If those are shared or managed by someone else, you can end up with:
- accidental dependency (you can’t sign in without your son’s phone)
- privacy concerns (family members can access sensitive accounts)
- coercive control risks in unsafe households
New scam frontier: “passkey support” and account recovery traps
Any time people fear being locked out, criminals appear with “help”. Expect scams like:
- “Your passkey must be re-verified now”
- “We need remote access to restore your account”
- “Read out this code to confirm your identity”
The safest rule is old-fashioned: your bank or telco should not ask for your device unlock, remote access, or unusual transfers to “fix” access problems. If in doubt, hang up and call back using official numbers.

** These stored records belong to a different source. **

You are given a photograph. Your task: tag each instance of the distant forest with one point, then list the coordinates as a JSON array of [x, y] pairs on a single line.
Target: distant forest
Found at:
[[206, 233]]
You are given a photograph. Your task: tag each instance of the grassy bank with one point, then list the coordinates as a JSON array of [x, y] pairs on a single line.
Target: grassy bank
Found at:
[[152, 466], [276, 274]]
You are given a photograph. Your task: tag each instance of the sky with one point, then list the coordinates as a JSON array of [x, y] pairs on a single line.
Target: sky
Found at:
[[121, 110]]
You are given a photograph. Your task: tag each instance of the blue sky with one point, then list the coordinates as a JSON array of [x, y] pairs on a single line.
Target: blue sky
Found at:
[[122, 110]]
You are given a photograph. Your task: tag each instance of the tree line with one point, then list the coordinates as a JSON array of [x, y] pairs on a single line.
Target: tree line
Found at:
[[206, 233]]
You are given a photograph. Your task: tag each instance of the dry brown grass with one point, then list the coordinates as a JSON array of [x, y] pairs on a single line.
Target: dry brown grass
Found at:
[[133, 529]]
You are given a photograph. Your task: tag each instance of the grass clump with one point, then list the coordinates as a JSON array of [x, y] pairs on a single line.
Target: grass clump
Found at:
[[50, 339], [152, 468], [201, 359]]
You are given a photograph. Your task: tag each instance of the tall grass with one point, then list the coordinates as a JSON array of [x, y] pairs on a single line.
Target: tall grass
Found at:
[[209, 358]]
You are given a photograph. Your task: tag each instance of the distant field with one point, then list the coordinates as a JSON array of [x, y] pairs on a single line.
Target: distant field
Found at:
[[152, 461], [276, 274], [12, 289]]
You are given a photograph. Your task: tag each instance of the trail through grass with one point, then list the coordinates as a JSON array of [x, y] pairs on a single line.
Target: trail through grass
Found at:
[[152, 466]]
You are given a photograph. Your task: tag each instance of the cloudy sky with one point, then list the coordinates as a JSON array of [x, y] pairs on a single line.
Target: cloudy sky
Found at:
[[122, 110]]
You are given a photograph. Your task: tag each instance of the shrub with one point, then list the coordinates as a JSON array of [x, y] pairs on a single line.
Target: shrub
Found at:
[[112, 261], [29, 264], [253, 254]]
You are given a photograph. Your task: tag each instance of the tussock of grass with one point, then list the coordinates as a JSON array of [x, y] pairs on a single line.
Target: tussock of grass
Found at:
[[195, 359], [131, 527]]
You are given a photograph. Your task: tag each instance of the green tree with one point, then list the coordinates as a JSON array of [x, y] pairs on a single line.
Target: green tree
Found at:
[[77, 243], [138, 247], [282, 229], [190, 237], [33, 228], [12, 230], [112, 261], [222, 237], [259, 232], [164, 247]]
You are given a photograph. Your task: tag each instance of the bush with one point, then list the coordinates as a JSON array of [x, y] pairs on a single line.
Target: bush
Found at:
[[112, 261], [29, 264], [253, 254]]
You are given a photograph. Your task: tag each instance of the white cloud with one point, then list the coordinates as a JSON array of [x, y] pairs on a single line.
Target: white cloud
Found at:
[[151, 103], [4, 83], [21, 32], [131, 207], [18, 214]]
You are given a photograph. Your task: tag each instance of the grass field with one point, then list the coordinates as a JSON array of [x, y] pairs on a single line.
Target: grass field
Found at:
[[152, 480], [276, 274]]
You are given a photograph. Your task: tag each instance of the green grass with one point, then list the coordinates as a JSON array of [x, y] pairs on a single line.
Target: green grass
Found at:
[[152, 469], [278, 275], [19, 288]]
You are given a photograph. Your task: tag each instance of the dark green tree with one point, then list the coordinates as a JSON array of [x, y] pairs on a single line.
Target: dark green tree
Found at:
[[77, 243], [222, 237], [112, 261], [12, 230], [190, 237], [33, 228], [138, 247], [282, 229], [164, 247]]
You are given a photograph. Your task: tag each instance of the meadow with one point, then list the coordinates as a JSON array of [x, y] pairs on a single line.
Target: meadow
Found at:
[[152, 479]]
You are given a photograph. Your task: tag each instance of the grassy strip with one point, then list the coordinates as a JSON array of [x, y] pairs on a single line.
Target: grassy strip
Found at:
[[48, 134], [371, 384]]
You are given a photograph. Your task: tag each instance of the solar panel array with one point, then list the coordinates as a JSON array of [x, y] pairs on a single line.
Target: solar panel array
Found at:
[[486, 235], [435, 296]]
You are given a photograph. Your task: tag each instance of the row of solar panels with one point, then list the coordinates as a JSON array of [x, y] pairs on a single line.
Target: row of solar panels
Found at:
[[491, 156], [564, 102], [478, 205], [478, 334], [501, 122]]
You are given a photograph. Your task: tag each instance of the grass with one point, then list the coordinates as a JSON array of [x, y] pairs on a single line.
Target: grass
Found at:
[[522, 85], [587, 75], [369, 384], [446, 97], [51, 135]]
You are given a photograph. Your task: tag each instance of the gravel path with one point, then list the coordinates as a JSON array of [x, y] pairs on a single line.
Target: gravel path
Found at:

What good passkey rollout looks like (what to demand from services)
For passkeys to be both secure and inclusive, organisations should:
- Keep alternative sign-in options during transition (don’t force passkeys overnight)
- Offer strong recovery
- backup codes
- recovery contacts
- in-branch or phone-based identity checks for high-stakes accounts
- Support multiple devices
- allow a second trusted device so one loss doesn’t lock you out
- Explain it clearly
- short prompts in plain English and accessible language
- Protect vulnerable users
- options for carers/guardians that don’t compromise privacy or safety
This isn’t just UX polish. Bad recovery design creates real harm: missed wages, missed Centrelink appointments, missed medical results, or unpaid bills.
What you can do today (simple, practical steps)
- Add a second recovery method: verified email + phone where possible.
- Register more than one device if the service allows it.
- Store backup codes safely (not in the same phone you might lose).
- Be careful with shared devices: avoid setting passkeys on a family device for critical personal accounts unless you understand who can access them.
- Teach elders the “pause and verify” habit before clicking any urgent login link.
Takeaways (shareable)
- Passkeys can cut phishing—but only if recovery is reliable.
- Shared devices and family-managed tech can increase lockout risk.
- The next wave of scams will mimic “passkey support”.
- Demand better recovery options from banks, telcos, and government services.
FAQs
Are passkeys more secure than passwords?
Generally, yes against phishing—because there’s no password to type into a fake website. But security also depends on device protection and recovery options.
Can I use passkeys without biometrics?
Often yes. Many devices allow a PIN or device passcode.
What if I lose my phone?
Your access depends on whether you added another trusted device or recovery method. Check your account settings before you need them.
Disclaimer: This article is general information, not legal advice.